Traffic Loads Analysis: single, twin and tandom wheel loads; Equivalent
Axle Load (EAL) concept; AASHO factors for flexible and rigid
pavements, and calculation of EAL for a pavement life, etc. (4 classes)
7. Design of Flexible Highway Pavements: Selection of layer moduli, design
methods: AASHO, AI, CBR, Multi-layer system and the crushed stone
association method (5 classes)
8. Design of Flexible Airport Pavements: Aircraft-load-equivalency systems,
design methods, and comparison of design with that of highway pavement
(4 classes)
9. Design of Rigid Highway Pavement: Design considerations, PCC
pavements, CRC pavements, design of steel reinforcement for
temperature, and expansion joints. Design methods: PCA, and Corps of
Engineers’ methods (5 classes)
10. Design of Rigid Airport Pavements: Design consideration, aprons,
taxiways, and runways. Design methods: PCA, FAA, and Corps of
Engineers’ methods (4 classes)
11. Pavement Distress (Flexible Pavements): Types, causes, and diagnosis.
Methods of repair (Rigid Pavements): Types, causes, and diagnosis (2
classes)
12. Introduction to Pavement Management Systems: Maintenance
Management Systems and Overlay design procedures (2 classes)
VI- Contribution to Professional Component:
Engineering Science:
Engineering Design:
34% (1.0 credit hours)
66% (2.0 credit hours)
VII- Computer Usage:
Software such as ELSYMS, AASHTO DNPS86, WESTY and FAA are used to
demonstrate different methods of calculating stresses in multilayered systems
and design of flexible and rigid highway and airport pavements.

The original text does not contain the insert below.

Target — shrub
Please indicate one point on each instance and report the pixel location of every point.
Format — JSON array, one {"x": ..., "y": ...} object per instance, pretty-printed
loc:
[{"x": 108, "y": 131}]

VIII- Laboratory Projects: None
IX- Relationship of Course to Program Educational Objectives:
Design objectives of this course fulfill program objective #3, in addition to the
broad categories of objectives #1 and #2. The course introduces the
fundamentals of basic science and engineering (geotechnical and
transportation). It develops basic analysis and problem solving skills using
computers.
X-
Assessment of Student Progress Towards Course Objectives:
The progress of students in this course will be evaluated through exams,
homework, quizzes and class discussion.
XI- Relationship of Course to Civil Engineering Program Outcomes and
Assessment:
This course helps the students develop an ability to apply knowledge of
engineering (Outcome #1), in addition to learning to design systems (Outcome
#3), formulating and solving engineering problems (Outcome #5), an ability to
communicate effectively through class discussions (Outcome #7), and the
ability to use techniques, skills, and modern engineering tools necessary for
engineering practice (Outcome #11).
Current Status of Information Technology
Computer programs such as ELSYMS, AASHTO DNPS86, and FAA are used
to demonstrate different methods of calculating stresses in multilayered systems and
design of flexible and rigid highway and airport pavements. Course is taught through
the Web-CT where all course materials, homework, presentations, quizzes and
discussion are displayed. Course lectures are delivered using PowerPoint
presentations and video films.
Design Content
Design process and strategy including design factors and decision criteria,
Design of Flexible Highway Pavements using AASHO, AI, CBR, Multi-layer system
and the crushed stone association method, Design of Flexible Airport Pavements,
Design of Rigid Highway Pavement: Design considerations, PCC pavements, CRC
pavements, design of steel reinforcement for temperature, and expansion joints.
Design methods: PCA, and Corps of Engineers' methods, Design of Rigid Airport
Pavements: Design consideration, aprons, taxiways, and runways. Design Methods:
PCA, FAA, and Corps of Engineers' methods.